Celts, who lived 2,000 years ago in England, Scotland, Wales, Ireland and France, marked the beginning of the Celtic winter on November 1. The word Samhain literally meant “summer’s end.” The Celtic people divided their year by four major holidays. November 1, the beginning of winter, marked the beginning of the Celtic year. With the coming of winter and the change in the landscape, the lives of the pastoral Celts changed significantly during this time. With darker days, coldness and death, the Celts came to connect Samhain with human death. The eve of Samhain was a time of pagan sacrifice. Druids believed that the veil between the living and the dead became thin on the eve of Samhain; human souls that were trapped in animal bodies were set free by the lord of death and sent to their new incarnations. The returning dead came back and might harm the people that had hurt them during life, so they doused their hearth fires and waited. Then, the Druids (Celtic priests) used sacred branches to light an enormous bonfire for the new year. The Druids offered burnt sacrifices of crops, animals and humans.

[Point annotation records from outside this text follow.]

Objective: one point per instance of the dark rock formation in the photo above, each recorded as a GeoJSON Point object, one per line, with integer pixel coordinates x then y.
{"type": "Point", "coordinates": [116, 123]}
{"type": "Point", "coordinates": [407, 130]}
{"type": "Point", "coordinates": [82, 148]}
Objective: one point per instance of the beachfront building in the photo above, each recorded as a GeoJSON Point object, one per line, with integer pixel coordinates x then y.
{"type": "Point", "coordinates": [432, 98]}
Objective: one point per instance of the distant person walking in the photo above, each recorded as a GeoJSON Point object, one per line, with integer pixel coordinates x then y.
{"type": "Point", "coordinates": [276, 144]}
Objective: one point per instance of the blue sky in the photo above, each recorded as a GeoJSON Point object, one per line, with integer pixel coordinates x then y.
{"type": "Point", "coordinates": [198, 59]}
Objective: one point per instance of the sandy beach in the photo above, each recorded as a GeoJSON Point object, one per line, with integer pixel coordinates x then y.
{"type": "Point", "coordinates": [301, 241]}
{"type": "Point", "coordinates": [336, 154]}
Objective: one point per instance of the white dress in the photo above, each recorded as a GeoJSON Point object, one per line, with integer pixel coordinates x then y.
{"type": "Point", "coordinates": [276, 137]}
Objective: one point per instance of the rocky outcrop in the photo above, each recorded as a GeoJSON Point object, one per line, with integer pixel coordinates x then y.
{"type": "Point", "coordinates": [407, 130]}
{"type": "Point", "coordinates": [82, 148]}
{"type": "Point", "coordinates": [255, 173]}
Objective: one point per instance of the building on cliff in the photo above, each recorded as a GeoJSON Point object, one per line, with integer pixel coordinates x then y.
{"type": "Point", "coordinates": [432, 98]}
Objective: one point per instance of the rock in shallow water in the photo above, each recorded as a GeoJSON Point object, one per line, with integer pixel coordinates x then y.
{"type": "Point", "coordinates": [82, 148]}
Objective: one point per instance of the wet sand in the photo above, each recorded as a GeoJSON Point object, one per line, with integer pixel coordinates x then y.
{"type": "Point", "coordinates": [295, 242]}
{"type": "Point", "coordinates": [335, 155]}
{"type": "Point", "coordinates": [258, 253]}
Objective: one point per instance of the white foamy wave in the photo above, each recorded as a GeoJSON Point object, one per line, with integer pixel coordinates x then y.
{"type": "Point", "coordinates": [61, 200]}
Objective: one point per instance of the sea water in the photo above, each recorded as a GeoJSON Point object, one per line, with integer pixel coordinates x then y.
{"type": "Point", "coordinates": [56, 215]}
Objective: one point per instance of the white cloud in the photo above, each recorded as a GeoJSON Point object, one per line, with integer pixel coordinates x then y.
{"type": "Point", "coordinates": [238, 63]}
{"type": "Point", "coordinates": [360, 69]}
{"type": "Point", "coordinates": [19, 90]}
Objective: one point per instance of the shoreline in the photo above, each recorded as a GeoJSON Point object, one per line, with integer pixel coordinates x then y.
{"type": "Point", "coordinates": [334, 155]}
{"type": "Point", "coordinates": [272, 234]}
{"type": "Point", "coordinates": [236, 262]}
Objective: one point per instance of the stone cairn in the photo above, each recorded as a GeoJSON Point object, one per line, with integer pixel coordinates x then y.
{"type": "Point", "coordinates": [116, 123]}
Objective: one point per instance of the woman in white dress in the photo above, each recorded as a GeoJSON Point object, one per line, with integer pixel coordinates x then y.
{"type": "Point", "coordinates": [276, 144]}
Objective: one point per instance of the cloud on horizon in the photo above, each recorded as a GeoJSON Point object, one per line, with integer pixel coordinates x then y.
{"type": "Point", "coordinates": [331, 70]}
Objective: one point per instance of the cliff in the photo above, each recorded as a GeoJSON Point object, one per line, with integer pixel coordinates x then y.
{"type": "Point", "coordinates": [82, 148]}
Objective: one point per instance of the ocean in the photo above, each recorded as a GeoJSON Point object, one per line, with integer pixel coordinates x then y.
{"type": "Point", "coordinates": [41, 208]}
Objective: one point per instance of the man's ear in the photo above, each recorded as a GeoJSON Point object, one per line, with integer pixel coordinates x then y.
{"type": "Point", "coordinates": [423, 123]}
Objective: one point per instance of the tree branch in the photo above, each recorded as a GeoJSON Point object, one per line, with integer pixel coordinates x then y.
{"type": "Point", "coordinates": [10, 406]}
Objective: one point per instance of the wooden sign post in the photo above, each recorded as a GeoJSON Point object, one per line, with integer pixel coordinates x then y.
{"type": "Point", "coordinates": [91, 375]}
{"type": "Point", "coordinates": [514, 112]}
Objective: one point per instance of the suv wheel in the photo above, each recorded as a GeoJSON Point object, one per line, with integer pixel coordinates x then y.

Romans had their own pagan celebrations occurring in late October that they brought to Britain. Feralia was held to honor the dead. The goddess Pomona, the patroness of fruits and gardens was also celebrated in autumn by the Romans; this might be how apples came to be associated with Halloween.
These autumnal celebrations and feasts all blended. For Catholics, All Hallows’ Eve is the vigil before the feasts of All Saints and All Souls. Up until the 8th century, All Saints Day was celebrated on May 13. Pope Gregory III moved All Saints Day to November 1, presumably because of the drab, brown earth already harvested, and not yet covered with snow reminded men of death and beyond. Catholics shared the same reasons for the celebration of Samhain for Celts and Feralia for the Romans. Some suspect that Pope Gregory III changed the dates to correspond with the pagan fall festivals. By combining pagan celebrations and Catholic feast days, the Church was often successful in bringing people into the Catholic faith.